Blizzard is giving gamers another chance to try Diablo IV before its official arrival. The game’s Server Slam will give console and PC players 48 hours to explore the prologue and Act I as the publisher prepares its infrastructure for the dungeon crawler’s highly anticipated June 6th launch.
The Server Slam will take place from May 12th at 12 PM to May 14th at 12 PM PDT. It will be open to players on Windows PC, PS5 / 4, Xbox Series X / S or Xbox One. The event will support couch co-op, cross-play and cross-progression, and you can play as all five character classes, including Barbarian, Druid, Sorcerer, Rogue and Necromancer.
The two-day event will limit character progression to Level 20, after which you’ll no longer receive Ability Points (but you can still earn new gear). In addition, if you played during the game’s Early Access or Open Beta periods, your progress won’t carry over to Server Slam — nor will progress from the Server Slam transfer to the game’s launch.
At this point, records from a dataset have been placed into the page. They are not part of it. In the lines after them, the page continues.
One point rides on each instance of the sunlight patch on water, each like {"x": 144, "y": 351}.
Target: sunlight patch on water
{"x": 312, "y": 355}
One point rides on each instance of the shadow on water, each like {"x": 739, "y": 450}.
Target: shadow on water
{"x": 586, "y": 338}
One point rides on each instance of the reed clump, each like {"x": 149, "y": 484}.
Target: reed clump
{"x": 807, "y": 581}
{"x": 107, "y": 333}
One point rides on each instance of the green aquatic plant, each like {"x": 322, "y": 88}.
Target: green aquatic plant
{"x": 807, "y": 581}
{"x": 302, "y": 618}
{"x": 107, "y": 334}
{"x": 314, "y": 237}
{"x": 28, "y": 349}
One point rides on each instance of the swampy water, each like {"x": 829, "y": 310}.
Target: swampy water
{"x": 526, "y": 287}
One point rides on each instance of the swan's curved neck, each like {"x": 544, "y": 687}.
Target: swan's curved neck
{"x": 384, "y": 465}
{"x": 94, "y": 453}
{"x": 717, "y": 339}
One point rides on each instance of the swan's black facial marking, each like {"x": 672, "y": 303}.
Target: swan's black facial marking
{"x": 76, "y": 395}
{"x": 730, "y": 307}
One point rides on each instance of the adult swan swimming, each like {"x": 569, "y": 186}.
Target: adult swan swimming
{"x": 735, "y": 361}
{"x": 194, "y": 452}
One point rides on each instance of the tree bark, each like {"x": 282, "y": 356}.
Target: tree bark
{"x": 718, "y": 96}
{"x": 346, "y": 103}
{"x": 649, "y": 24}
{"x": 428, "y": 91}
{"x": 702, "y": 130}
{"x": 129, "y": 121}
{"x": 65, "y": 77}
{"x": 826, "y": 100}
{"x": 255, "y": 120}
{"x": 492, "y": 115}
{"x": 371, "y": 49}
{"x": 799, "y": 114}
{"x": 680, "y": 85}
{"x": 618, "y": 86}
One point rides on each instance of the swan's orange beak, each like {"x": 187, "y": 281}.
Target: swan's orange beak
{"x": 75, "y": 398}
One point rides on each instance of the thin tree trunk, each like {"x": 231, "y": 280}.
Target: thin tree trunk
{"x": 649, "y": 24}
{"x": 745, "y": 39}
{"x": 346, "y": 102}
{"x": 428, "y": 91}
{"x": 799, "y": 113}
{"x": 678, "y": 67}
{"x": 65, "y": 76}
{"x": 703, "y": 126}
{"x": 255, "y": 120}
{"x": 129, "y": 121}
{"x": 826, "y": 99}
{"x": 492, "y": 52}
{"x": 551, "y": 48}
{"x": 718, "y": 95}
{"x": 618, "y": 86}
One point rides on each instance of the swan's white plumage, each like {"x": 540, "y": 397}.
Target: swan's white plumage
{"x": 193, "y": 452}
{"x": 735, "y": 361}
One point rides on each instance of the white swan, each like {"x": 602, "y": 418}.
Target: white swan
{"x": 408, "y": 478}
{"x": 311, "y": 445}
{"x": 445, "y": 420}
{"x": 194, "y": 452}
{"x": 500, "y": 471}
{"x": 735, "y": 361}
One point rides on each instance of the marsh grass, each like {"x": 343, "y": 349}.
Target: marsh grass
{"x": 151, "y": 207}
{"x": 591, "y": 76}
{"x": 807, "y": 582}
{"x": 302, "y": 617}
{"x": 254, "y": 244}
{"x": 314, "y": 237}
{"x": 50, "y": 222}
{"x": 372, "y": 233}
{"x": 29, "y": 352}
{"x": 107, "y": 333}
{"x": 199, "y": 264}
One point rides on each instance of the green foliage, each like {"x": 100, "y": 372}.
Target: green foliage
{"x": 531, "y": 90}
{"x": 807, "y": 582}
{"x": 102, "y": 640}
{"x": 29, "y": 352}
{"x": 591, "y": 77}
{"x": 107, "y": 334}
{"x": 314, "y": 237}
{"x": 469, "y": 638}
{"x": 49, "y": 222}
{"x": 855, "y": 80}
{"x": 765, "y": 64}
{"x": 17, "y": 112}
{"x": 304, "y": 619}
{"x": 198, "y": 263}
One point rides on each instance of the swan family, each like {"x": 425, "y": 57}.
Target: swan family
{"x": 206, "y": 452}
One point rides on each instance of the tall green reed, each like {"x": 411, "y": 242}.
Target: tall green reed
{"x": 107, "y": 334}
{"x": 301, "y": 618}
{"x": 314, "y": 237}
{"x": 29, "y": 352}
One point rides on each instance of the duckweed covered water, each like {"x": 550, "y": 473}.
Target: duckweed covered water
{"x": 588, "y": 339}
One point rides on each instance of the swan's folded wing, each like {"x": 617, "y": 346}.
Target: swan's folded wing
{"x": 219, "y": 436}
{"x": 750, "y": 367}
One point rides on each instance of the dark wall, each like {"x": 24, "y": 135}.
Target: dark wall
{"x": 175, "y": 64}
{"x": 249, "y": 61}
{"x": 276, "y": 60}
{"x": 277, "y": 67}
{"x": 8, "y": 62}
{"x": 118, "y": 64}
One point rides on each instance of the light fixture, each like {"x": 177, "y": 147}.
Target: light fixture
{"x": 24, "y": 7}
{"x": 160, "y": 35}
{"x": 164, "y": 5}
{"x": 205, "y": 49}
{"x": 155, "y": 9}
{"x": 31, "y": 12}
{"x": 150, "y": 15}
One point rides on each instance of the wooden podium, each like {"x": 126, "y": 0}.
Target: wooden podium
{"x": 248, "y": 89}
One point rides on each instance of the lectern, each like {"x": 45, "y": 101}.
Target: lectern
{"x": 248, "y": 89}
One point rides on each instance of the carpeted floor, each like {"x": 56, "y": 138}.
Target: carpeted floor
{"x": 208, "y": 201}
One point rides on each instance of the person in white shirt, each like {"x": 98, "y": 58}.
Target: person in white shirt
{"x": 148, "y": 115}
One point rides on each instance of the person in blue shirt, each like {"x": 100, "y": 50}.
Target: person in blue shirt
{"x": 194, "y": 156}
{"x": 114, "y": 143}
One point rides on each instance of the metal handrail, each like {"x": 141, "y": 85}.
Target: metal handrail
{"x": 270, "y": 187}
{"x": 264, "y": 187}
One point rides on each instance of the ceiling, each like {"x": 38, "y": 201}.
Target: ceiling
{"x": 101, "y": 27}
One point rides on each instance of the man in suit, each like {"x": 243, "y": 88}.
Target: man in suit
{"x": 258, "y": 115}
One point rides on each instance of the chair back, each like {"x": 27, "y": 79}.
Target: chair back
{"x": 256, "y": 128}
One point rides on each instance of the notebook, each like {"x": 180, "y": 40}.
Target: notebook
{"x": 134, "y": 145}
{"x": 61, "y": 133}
Blizzard is giving Server Slam participants a challenging boss fight in Ashava, described as “one of the Burning Hells’ most fowl machinations.” The monster with “two razor-sharp arm blades, scales stronger than plate mail, and hell-bent on ripping through all who interrupt her quest to bathe Sanctuary in poisonous bile” should present a formidable challenge for Level 20 and under players. However, anyone taking her down will seize the Cry of Ashava Mount Trophy, which will roll over to the final launch. Additionally, you’ll get another chance to earn the trophies from the first two beta weekends, including the Initial Casualty Title (reach Kyovashad with one character), the Early Voyager Title and Beta Wolf Pack Cosmetic Item (both requiring reaching Level 20 on one character).
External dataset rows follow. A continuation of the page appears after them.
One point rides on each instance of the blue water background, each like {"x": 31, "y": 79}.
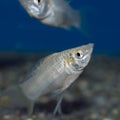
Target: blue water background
{"x": 21, "y": 33}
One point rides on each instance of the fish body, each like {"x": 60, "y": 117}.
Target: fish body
{"x": 56, "y": 13}
{"x": 55, "y": 73}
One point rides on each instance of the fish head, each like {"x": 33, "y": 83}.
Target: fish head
{"x": 36, "y": 8}
{"x": 78, "y": 58}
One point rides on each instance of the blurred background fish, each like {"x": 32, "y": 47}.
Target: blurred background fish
{"x": 23, "y": 41}
{"x": 56, "y": 13}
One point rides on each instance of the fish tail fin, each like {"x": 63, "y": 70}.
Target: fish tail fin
{"x": 13, "y": 98}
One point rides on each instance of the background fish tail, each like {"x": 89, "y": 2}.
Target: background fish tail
{"x": 13, "y": 98}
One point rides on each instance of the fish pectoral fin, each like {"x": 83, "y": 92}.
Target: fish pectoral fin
{"x": 69, "y": 80}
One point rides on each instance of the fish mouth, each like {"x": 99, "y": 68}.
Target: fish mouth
{"x": 44, "y": 17}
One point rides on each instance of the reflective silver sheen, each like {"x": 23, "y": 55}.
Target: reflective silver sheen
{"x": 56, "y": 13}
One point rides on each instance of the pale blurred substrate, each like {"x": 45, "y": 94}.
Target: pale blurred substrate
{"x": 94, "y": 96}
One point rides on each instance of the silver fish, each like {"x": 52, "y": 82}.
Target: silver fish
{"x": 53, "y": 75}
{"x": 56, "y": 13}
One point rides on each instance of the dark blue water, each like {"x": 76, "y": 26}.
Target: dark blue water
{"x": 19, "y": 32}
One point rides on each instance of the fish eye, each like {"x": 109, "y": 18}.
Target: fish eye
{"x": 79, "y": 54}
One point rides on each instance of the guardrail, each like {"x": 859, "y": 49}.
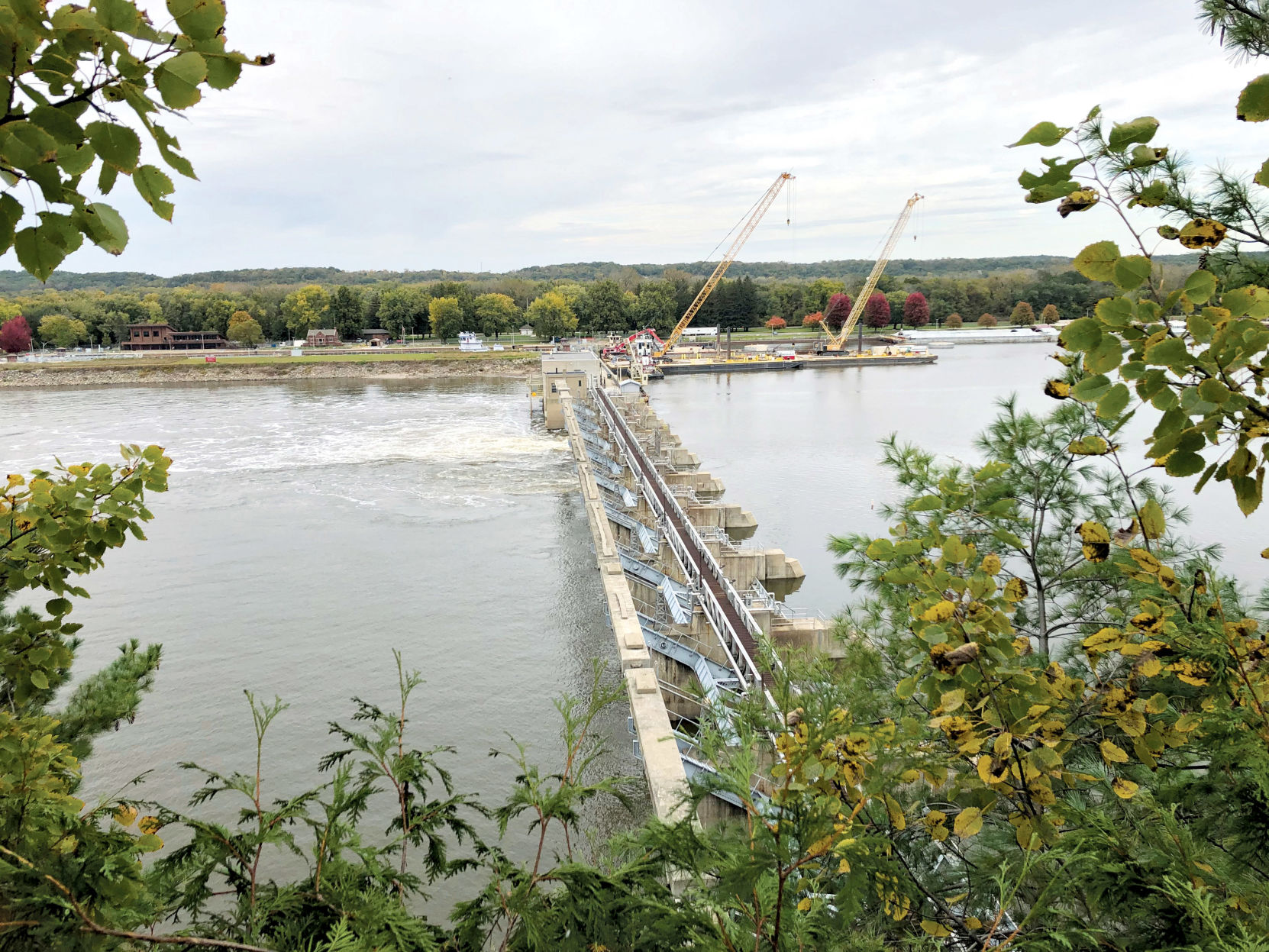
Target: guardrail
{"x": 689, "y": 551}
Blizzard is opening pre-downloads for Server Slam two days before the event, on May 10th at 12 PM PDT. You can read the full installation instructions here, and if you participated in the earlier betas (and didn’t uninstall it), you’ll see an update for Server Slam available to download.
Engadget’s Igor Bonifacic tried Diablo IV during a December preview and the more recent betas and was left cautiously optimistic. It revealed impressive attention to story and gameplay detail as the upcoming title slows its pace while still adhering to the franchise’s familiar roots. However, we’ll have to wait and see if Blizzard can “stick the landing,” given the publisher’s hit-or-miss record in recent years — and memories of the fiasco that was Diablo III’s 2012 launch.